Ponesai Nyika, ahli kesehatan masyarakat yang berpengalaman dalam penelitian dan program HIV/AIDS, menyebut infrastruktur respons HIV Zimbabwe sangat solid. Ia optimistis bahwa pengenalan Lenacapavir akan meningkatkan upaya negara dalam memberantas infeksi HIV.
“Didukung oleh kemitraan kuat seperti PEPFAR dan institusi lokal lainnya, Lenacapavir memiliki fondasi yang solid untuk pengenalan,” tambah Nyika.
Peluncuran Lenacapavir akan fokus pada kelompok rentan, termasuk remaja perempuan serta ibu hamil dan menyusui. Obat ini dianggap sebagai terobosan karena kemampuannya mencegah hampir semua infeksi HIV pada kelompok berisiko.
Organisasi Kesehatan Dunia (WHO) memuji Lenacapavir sebagai langkah transformatif dalam melindungi orang-orang yang berisiko terkena HIV. Direktur Jenderal WHO, Tedros Adhanom Ghebreyesus, menyebutnya sebagai “hal terbaik berikutnya” setelah vaksin HIV.
UNAIDS juga menyebut obat ini sebagai momen penting dalam respons HIV. Angeli Achrekar, wakil direktur UNAIDS, menyebutnya sebagai “potensi obat ajaib” karena efektivitasnya yang hampir 100% dalam mencegah infeksi baru.
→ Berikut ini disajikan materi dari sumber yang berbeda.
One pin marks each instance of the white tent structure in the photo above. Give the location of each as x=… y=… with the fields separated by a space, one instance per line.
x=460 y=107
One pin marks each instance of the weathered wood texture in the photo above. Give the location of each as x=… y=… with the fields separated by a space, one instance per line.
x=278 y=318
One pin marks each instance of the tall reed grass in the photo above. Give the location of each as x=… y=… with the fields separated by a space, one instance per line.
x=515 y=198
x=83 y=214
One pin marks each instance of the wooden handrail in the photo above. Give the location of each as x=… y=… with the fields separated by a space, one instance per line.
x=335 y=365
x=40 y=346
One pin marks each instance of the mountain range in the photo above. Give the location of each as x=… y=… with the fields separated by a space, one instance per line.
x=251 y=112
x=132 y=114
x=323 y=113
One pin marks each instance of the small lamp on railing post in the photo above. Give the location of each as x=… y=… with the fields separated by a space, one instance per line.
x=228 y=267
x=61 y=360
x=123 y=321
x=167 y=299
Lenacapavir diperkirakan akan diluncurkan di 120 negara berpenghasilan rendah dan menengah pada 2027. Diharapkan, obat ini bisa mengurangi 1,3 juta infeksi HIV/AIDS baru setiap tahun.
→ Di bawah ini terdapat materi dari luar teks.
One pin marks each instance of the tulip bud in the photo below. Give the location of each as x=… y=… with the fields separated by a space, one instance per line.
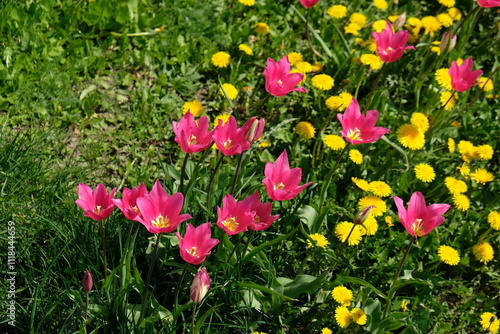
x=87 y=281
x=363 y=214
x=447 y=42
x=200 y=286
Nyika menjelaskan bahwa Lenacapavir sangat efektif dalam pencegahan HIV jika digunakan dengan benar dan konsisten. Obat ini telah melalui uji coba di Sub-Sahara Afrika dan Amerika, dengan efektivitas lebih dari 99%.
Meski banyak dipuji, biaya obat ini menjadi pertanyaan besar. Harga awalnya diperkirakan sekitar $28.000 per orang per tahun, tetapi saat ini sudah turun menjadi $40 per tahun. Namun, beberapa warga masih meragukan aksesibilitasnya.
Untuk mengatasi kekhawatiran biaya, Nyika menyarankan negara-negara berpenghasilan menengah dan rendah melakukan negosiasi harga serta memproduksi obat secara lokal atau regional. Kemitraan dengan PEPFAR dan Global Fund diharapkan dapat menurunkan harga obat ini.
Selain Zimbabwe, Kenya, Nigeria, Zambia, Uganda, Tanzania, Afrika Selatan, Eswatini, dan Botswana juga menjadi negara yang dipilih untuk peluncuran pada Januari 2026.